Kemudian... ah, masa SMA. Masa dimana gue menanggalkan cita-cita gue untuk menjadi seorang arsitek dan mekanik karea berhadapan dengan kacrutnya sistem pendidikan. Apa lagi kalau bukan permasalahan pemilihan jurusan (IPA, IPS, atau Bahasa). Masa dimana gue sejenak melupakan cita-cita gue, tetapi tetap melanjutkan hobi yang sudah gue cintai sejak SD. Masa dimana gue menyentuh permukaan “dunia nyata” dan fakta bahwa betapa kacrutnya “dunia nyata” tersebut.

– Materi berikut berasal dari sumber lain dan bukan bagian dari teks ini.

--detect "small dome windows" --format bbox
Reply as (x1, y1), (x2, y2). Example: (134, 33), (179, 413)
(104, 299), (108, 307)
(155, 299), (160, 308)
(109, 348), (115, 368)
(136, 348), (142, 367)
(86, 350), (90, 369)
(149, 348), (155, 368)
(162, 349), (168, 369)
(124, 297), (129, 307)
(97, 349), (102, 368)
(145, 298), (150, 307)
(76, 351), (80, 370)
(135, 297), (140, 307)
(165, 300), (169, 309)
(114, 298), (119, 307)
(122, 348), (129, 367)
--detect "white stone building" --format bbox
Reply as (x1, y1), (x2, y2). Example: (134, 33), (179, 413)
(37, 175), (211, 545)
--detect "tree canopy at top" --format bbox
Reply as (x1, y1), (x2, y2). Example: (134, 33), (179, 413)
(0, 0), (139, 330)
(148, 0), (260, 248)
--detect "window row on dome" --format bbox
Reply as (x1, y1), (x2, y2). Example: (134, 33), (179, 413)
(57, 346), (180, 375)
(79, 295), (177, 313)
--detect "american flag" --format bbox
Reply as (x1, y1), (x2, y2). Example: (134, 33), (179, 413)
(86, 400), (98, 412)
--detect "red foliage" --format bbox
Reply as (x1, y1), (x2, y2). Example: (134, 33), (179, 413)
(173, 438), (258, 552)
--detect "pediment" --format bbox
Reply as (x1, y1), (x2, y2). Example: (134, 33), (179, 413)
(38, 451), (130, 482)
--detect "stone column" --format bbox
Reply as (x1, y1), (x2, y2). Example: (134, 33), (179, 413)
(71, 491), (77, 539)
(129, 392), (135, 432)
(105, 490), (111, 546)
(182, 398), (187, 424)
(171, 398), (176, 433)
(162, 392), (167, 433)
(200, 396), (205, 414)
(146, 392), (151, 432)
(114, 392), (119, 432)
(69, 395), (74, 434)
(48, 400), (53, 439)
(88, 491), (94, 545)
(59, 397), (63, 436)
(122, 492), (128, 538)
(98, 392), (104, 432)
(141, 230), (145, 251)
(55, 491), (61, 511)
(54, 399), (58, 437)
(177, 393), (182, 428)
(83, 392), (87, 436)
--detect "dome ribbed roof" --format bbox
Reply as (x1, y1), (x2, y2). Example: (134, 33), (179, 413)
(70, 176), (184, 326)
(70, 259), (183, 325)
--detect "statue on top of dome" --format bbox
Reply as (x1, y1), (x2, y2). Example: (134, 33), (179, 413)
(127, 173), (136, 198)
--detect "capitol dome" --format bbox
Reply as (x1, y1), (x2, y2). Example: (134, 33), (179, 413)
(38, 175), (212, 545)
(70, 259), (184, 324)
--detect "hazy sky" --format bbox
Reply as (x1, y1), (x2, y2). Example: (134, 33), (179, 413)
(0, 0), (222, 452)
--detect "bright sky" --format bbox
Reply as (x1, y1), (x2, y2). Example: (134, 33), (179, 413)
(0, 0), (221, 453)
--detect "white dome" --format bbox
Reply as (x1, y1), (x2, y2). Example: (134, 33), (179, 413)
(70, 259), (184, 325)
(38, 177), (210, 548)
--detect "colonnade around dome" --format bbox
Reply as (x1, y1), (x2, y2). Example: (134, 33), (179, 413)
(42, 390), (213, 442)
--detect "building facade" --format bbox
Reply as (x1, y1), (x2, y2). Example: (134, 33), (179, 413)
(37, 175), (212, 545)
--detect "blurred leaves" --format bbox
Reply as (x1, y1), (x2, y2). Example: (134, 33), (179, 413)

Lulus SMA dan—menyesuaikan dengan dunia perkuliahan—gue menambah satu cita-cita lagi: jurnalis. Awalnya gue ingin menjadi seorang jurnalis karena tertarik untuk mengantarkan suatu kebenaran pada orang banyak. Selain itu gue juga suka menulis (blog ini contohnya). Tapi, di pertengahan semester, gue menetapkan (setidaknya untuk saat ini) cita-cita gue: menjadi seorang jurnalis video game.

Kenapa jurnalis video game? Sederhana saja, gue ingin mengerjakan sesuatu yang berhubungan dengan yang gue suka. Dan video game adalah salah satu dari sekian banyak hal yang gue suka. Seenggaknya, kalau pekerjaannya berat nanti, gue tetap semangat karena melakukan hal yang gue suka. Dan dibayar. Begitulah.

Gue sangat anti untuk kerja di dalam sebuah cubicle, menuruti perintah satu arah dari atasan, dan berbagai hal yang berhubungan dengan kerja kantoran. Gue ingin mengerjakan suatu hal yang berbeda, mengerjakan apa yang gue suka, dibayar untuk mengerjakan apa yang gue suka.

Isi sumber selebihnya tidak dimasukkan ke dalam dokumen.